I've tried using different sizes of clusters (EMR on AWS) and it always fails due to YARN killing all the nodes: https://aws.amazon.com/premiumsupport/knowledge-center/emr-exit-status-100-lost-node/
I assume that its due to too high memory requirements, but I had a cluster of 10 m5.4xlarge instances (64Giga RAM) and it still failed.
Pyspark code:
num_of_ints = int(size_in_mb * 1024 * 1024 / 4)
max_int = 2147483647
# Create a SparkSession
spark = SparkSession\
.builder\
.appName("GenerateRandomData") \
.getOrCreate()
# Generate a DataFrame with num_of_ints rows and a column named "value" between 0 and max_int
df = spark.range(num_of_ints).withColumn("value", (rand(seed=42) * max_int).cast("integer"))
# Save the DataFrame to a Parquet file
out_file = os.path.join(out_folder, 'random_list.parquet')
partitions = math.ceil(size_in_mb/10000) # the parquet file will be broken to chunks of 10giga
df.repartition(partitions).write.mode("overwrite").parquet(out_file)
# Stop the SparkSession
spark.stop()
I am open to any other way to create a parquet file of 50Giga that has random integers in it.

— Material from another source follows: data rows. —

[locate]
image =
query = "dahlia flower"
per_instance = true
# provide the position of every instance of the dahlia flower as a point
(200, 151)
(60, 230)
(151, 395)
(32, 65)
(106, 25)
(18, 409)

Also the data generation stage is only being done by 2 taks, but I have around 140 cores in my cluster: From spark UI
Thanks!
At the heart of delta tables are parquet files. As we known in spark, unless you repartition (1), you have multiple partitions.
Lets use an iterative approach to add data to our delta table until the number of rows or size matches your objective.
Code below create a new database.
%sql
CREATE DATABASE stack
Code below creates a new table.
%sql
CREATE TABLE someints (id INT, value INT, stamp STRING);
Create a function to add data to the delta table.
# required libraries
from pyspark.sql.functions import *
from datetime import datetime
def add_random_data():
# get variables
num_of_ints = int(1024 * 1024)
max_int = 2147483647
stamp = datetime.now().strftime("%Y%m%d-%H%M%S")
table_name = "stack.someints"
# create dataframe
df = spark.range(num_of_ints).withColumn("value", (rand(seed=42) * max_int).cast("integer")).withColumn("stamp", lit(stamp))
# write data frame
df.write.mode("append").format("delta").saveAsTable(table_name)
I am adding a million rows per call. You can use a for in range loop to call the function named add_random_data() repeatedly.
%sql
select stamp, count(*) as cnt from stack.someints group by stamp
I am using stamp to capture the date/time I call the function.
Last but not least, we can use the delta table properties to get the number of total bytes.
# get size in bytes
spark.sql("describe detail stack.someints").select("sizeInBytes").collect()
Once you have the correct size you can always write out to any format that you want.
Just remember that parquet is a column store format and it might take a while to make a 50 GB file. However, this iterative approach should avoid the out of memory issue.